Is there any way to set up a divinely mandated masquerade in a setting involving deities from historical pantheons? The myths I’m going on don’t have a precedent for non-interventionism, as (for example) the Greek and Norse deities regularly got involved in mortals’ lives. I’m also not sure if it’d make sense for deities to follow a course of action leading fewer people to believe in them. I’m thinking of either going with something about free will (like you suggested in your post on explaining the masquerade), or coming up with another cosmic entity to set that rule. Thoughts?

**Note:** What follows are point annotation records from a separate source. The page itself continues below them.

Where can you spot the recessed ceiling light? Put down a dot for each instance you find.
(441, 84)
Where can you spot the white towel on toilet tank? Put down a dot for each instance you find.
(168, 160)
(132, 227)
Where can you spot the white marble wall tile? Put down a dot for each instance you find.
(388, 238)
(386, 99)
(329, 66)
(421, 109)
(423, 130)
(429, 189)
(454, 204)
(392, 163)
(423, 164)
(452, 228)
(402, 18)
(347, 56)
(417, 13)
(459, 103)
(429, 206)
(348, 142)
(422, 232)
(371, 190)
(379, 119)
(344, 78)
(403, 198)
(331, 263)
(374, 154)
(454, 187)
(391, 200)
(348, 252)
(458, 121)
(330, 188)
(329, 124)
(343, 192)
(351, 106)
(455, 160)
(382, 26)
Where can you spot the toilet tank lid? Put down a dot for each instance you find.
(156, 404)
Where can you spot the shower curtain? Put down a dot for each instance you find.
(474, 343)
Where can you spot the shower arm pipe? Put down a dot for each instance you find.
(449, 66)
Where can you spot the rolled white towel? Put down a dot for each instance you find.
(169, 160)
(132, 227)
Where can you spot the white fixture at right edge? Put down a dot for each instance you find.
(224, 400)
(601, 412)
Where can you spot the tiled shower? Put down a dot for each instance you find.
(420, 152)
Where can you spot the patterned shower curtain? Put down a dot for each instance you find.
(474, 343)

Yes, I definitely think you could use Greek and Norse deities to set up a masquerade. I wouldn’t try to use the same explanation that I would use if there was a deity inspired by the Judeo-Christian god, like free will or non-interventionism. The gods in old pantheons tend to be depicted as very petty and willful, so if I were to use them, I would look for an explanation that fits the personalities they have in mythology. For instance, maybe the gods (or just their leader like Zeus) are still mad that Prometheus stole fire from them and gave it to humanity, so they have decided to punish humanity for the crime by denying them magic.
If you simply establish that the gods aren’t any less powerful if humans don’t worship them, I wouldn’t worry too much about them doing something that makes humans believe in them less. For them, making it so humans don’t believe in them could be like giving humans the cold shoulder.
Then you just have to make sure your magic workers in the story are an exception to the rule. That could easily be done if they are descendants of the gods or another nonhuman from mythology, like the Titans.
The other great thing about using a pantheon from mythology is that the gods are not uniform, and they often bicker. So while everyone generally would try to follow the rule to avoid a terrible fate, you could easily have some gods try to break the rules without getting caught, if that fits your story.